O papel da FAZ é maior do que cobrar direitos. A associação também tem o desejo de ampliar a informação sobre o transtorno e apoiar as famílias. “Existem mães que ainda não conhecem muito sobre o autismo. Uma delas chegou para mim uma vez para saber se o filho podia morrer de autismo. É na conversa que a gente passa essas informações”.

Com dois anos de atuação, ainda é comum ouvir das famílias relatos de escolas que insistem em não incluir. Com a ajuda da FAZ, as mães entendem que é direito dos filhos que eles sejam matriculados em salas de aula regular e possam ter acesso ao mesmo ensino destinado aos demais, com atenção especializada e readequação da rotina.
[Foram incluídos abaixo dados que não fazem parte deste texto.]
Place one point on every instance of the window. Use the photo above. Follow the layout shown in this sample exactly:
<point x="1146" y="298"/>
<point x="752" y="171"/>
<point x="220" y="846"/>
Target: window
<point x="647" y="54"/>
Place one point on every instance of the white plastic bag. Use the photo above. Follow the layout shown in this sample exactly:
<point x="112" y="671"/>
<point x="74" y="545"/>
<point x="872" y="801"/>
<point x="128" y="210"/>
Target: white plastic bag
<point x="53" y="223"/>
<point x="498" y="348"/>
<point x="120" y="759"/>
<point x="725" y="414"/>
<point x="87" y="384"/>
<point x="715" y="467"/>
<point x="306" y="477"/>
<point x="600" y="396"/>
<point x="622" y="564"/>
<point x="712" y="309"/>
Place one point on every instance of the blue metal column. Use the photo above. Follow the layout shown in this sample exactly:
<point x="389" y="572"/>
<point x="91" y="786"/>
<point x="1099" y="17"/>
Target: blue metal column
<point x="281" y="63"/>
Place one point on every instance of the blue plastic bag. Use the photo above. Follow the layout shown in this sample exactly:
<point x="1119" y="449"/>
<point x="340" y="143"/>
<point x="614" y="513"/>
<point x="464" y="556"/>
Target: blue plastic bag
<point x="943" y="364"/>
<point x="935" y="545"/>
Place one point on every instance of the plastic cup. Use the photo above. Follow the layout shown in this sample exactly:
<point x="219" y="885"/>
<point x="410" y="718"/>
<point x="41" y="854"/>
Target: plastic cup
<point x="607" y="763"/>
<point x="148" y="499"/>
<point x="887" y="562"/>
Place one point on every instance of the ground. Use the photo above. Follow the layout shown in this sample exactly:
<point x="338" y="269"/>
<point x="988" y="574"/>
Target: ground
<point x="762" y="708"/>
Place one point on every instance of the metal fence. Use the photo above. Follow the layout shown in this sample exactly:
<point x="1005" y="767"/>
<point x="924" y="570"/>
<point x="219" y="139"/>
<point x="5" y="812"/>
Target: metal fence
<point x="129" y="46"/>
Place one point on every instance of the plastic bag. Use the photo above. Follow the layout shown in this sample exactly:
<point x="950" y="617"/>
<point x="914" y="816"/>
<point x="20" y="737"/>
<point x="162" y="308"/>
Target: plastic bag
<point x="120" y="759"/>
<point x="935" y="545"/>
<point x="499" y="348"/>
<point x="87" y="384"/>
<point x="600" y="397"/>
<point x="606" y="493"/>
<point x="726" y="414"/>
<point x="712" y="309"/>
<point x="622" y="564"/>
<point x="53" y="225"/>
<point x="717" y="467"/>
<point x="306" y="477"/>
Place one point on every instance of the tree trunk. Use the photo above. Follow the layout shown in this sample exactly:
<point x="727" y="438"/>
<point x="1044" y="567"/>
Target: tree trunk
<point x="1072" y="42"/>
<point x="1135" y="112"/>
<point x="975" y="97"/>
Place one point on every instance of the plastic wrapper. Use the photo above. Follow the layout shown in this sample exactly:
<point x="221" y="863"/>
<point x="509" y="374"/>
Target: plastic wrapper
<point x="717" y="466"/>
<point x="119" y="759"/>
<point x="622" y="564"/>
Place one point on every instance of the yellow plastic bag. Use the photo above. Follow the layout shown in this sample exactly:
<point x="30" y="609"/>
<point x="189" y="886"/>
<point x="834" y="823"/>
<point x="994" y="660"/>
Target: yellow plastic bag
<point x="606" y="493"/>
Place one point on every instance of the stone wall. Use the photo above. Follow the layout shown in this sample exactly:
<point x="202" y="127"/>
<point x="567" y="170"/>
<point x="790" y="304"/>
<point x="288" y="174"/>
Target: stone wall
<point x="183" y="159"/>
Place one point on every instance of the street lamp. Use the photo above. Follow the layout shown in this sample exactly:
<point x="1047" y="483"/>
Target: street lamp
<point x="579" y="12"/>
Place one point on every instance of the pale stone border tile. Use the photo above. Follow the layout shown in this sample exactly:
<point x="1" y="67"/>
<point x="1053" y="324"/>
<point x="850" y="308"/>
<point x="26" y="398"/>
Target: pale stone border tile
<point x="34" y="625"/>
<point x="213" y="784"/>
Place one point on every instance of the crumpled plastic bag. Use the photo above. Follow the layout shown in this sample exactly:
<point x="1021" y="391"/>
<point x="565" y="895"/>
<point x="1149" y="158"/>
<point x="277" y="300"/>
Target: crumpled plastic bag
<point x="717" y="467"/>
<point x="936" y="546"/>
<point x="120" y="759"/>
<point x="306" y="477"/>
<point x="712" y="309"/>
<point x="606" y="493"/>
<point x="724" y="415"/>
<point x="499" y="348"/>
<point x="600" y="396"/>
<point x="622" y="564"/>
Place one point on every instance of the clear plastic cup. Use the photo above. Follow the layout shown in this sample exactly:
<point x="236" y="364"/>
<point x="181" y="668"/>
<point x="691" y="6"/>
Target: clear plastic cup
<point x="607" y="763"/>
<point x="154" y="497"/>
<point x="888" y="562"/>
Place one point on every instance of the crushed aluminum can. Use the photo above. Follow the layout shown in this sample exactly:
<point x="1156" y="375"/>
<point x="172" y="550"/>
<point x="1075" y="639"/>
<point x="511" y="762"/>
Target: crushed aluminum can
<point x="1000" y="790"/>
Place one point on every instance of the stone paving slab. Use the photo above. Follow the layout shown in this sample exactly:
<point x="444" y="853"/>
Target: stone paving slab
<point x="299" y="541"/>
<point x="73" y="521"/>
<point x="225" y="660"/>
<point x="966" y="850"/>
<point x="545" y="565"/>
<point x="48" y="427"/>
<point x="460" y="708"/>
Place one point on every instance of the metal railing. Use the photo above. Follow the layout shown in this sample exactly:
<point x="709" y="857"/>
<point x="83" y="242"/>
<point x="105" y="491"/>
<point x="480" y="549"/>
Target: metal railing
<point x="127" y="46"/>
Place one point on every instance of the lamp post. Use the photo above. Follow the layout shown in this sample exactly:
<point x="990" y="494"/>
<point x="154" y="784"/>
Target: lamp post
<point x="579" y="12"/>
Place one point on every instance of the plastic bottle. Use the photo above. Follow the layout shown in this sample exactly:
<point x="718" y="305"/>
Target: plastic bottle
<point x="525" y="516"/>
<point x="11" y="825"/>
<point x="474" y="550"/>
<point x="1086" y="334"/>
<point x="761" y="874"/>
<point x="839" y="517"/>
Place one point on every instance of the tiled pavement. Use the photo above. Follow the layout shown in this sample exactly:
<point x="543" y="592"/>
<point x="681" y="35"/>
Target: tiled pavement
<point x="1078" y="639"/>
Mas o acompanhamento não termina na matrícula. A inclusão é algo maior. “Incluir é ter um olhar individualizado para os alunos. A escola precisa ver o nível de desenvolvimento da criança, respeitar seu ritmo”, demarca Fernanda.
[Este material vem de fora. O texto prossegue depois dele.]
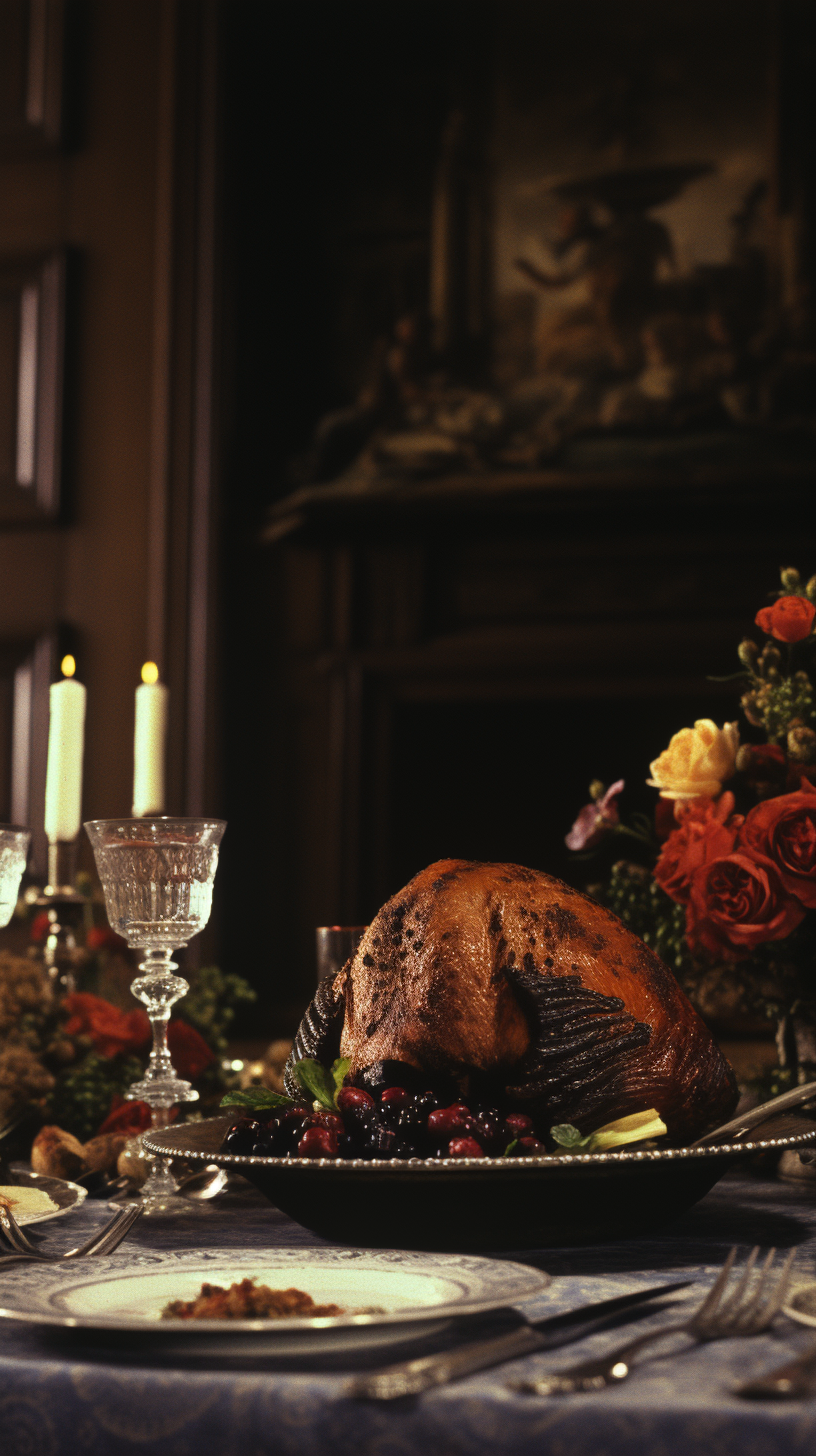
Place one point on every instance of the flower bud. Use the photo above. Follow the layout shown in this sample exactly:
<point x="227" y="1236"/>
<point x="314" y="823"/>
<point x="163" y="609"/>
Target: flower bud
<point x="745" y="753"/>
<point x="748" y="703"/>
<point x="802" y="744"/>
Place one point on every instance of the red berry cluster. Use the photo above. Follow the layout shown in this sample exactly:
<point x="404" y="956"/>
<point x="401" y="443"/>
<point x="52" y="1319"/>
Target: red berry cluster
<point x="392" y="1124"/>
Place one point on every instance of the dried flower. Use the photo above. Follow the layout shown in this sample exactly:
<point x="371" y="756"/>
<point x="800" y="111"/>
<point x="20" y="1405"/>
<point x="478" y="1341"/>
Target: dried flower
<point x="25" y="990"/>
<point x="748" y="653"/>
<point x="802" y="744"/>
<point x="596" y="819"/>
<point x="22" y="1079"/>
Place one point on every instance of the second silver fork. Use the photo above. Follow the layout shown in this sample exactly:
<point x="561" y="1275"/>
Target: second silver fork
<point x="720" y="1316"/>
<point x="104" y="1241"/>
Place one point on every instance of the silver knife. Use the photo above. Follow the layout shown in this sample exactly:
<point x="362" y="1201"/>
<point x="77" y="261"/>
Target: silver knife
<point x="414" y="1376"/>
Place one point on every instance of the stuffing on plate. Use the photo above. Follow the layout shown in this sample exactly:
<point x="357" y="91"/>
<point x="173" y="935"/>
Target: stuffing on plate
<point x="248" y="1300"/>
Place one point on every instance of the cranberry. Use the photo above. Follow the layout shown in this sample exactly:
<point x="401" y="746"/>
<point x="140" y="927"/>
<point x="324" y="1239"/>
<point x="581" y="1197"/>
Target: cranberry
<point x="330" y="1120"/>
<point x="529" y="1148"/>
<point x="464" y="1148"/>
<point x="353" y="1100"/>
<point x="519" y="1124"/>
<point x="450" y="1120"/>
<point x="293" y="1114"/>
<point x="318" y="1142"/>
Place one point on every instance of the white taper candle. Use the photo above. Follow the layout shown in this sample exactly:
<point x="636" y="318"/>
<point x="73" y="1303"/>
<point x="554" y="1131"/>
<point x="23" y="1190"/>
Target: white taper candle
<point x="149" y="744"/>
<point x="66" y="743"/>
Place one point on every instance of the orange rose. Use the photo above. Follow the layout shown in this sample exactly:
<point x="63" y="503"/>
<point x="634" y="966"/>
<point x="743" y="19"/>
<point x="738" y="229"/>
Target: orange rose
<point x="697" y="762"/>
<point x="705" y="830"/>
<point x="789" y="619"/>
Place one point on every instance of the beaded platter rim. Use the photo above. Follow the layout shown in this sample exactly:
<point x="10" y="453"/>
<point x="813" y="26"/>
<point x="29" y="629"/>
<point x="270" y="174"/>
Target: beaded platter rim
<point x="166" y="1143"/>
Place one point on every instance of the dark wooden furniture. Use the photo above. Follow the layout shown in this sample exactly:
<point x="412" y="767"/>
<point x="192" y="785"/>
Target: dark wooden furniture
<point x="449" y="664"/>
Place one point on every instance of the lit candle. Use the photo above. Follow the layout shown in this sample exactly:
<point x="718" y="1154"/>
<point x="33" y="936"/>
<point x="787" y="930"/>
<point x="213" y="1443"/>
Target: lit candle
<point x="66" y="741"/>
<point x="149" y="744"/>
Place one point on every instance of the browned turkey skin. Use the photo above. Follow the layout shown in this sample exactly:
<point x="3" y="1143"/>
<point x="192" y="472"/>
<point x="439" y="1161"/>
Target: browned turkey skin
<point x="503" y="973"/>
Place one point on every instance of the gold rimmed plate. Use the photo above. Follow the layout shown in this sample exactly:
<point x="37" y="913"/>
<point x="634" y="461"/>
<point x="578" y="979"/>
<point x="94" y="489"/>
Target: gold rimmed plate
<point x="385" y="1295"/>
A lição ela já aprendeu como educadora e confirmou com a chegada dos filhos. “Muita coisa sobre o autismo eu aprendi vivendo e conhecendo outras crianças. O que é preciso entender é que cada criança tem suas características. Nenhuma é igual”, analisa.

Vencendo preconceitos

A vida de Fernanda como mãe e educadora aponta que o preconceito com pessoas autistas ainda existe. Mas tem diminuído. Um dos motivos é a busca por informação, ela aposta. Antes, pouco se sabia sobre o transtorno, o que tem mudado ultimamente. “Esse processo é parecido com o que ocorreu com a Síndrome de Down, por exemplo. As pessoas desconheciam e agora já passam a compreender”, compara.

O saber sobre o transtorno é didático. Falar sobre o autismo, compartilhar experiências com quem tem ou não familiares nesse perfil, pode ser uma estratégia de inclusão. Afinal, as características do transtorno só podem ser percebidas por quem minimamente o conhece.
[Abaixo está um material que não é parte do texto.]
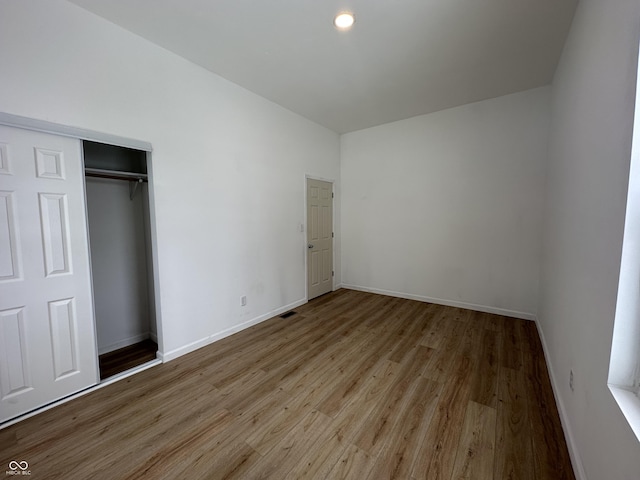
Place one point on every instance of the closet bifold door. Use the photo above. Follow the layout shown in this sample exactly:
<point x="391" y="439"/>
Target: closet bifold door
<point x="47" y="332"/>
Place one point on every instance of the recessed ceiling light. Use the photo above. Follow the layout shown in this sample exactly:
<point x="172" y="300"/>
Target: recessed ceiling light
<point x="344" y="20"/>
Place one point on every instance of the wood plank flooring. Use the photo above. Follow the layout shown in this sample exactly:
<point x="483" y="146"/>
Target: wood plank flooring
<point x="126" y="358"/>
<point x="354" y="386"/>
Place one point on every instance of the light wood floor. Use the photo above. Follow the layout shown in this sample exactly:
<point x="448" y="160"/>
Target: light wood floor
<point x="354" y="385"/>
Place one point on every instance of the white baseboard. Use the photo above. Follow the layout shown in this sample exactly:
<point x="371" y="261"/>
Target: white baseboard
<point x="576" y="461"/>
<point x="73" y="396"/>
<point x="123" y="343"/>
<point x="178" y="352"/>
<point x="448" y="303"/>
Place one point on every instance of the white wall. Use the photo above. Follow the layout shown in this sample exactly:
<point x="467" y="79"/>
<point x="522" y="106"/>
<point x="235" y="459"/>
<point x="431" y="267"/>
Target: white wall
<point x="118" y="263"/>
<point x="447" y="207"/>
<point x="228" y="166"/>
<point x="589" y="155"/>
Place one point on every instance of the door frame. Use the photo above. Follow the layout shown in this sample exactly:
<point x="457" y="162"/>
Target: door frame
<point x="27" y="123"/>
<point x="305" y="228"/>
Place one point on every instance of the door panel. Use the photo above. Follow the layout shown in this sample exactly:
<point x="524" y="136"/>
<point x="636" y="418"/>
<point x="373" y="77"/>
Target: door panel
<point x="47" y="333"/>
<point x="319" y="238"/>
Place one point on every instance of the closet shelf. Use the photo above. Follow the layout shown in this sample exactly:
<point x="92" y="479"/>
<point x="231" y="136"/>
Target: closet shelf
<point x="115" y="174"/>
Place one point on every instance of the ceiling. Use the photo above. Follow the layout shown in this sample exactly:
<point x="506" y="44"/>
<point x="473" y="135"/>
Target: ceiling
<point x="401" y="58"/>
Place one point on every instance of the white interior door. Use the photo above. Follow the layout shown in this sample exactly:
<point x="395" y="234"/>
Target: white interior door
<point x="47" y="336"/>
<point x="319" y="238"/>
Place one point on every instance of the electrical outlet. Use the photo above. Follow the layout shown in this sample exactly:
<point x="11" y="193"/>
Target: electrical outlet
<point x="571" y="380"/>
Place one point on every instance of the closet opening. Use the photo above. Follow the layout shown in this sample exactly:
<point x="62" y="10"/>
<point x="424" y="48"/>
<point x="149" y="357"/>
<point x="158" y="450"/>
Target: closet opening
<point x="116" y="185"/>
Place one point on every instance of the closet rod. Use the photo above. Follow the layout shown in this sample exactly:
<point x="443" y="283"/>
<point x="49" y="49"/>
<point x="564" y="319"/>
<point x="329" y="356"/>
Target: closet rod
<point x="115" y="174"/>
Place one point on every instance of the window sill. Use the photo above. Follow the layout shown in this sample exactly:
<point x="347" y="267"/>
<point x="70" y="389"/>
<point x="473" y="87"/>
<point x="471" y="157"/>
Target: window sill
<point x="629" y="403"/>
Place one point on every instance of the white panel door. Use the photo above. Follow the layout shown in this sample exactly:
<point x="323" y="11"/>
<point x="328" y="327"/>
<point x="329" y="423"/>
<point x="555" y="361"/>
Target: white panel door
<point x="319" y="238"/>
<point x="47" y="336"/>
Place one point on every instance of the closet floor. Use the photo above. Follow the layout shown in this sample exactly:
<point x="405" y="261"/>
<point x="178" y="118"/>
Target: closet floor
<point x="125" y="358"/>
Aos poucos, Fernanda vai tentando – junto com outras mães e educadoras como ela – ampliar as informações sobre o transtorno. A luta é para que, um dia, a inclusão esteja presente no cotidiano de todos: “A gente ainda fala sobre educação inclusiva. Mas toda educação deve ser inclusiva, não devia ter essa denominação. Essa visão devia estar em todo o processo educativo”.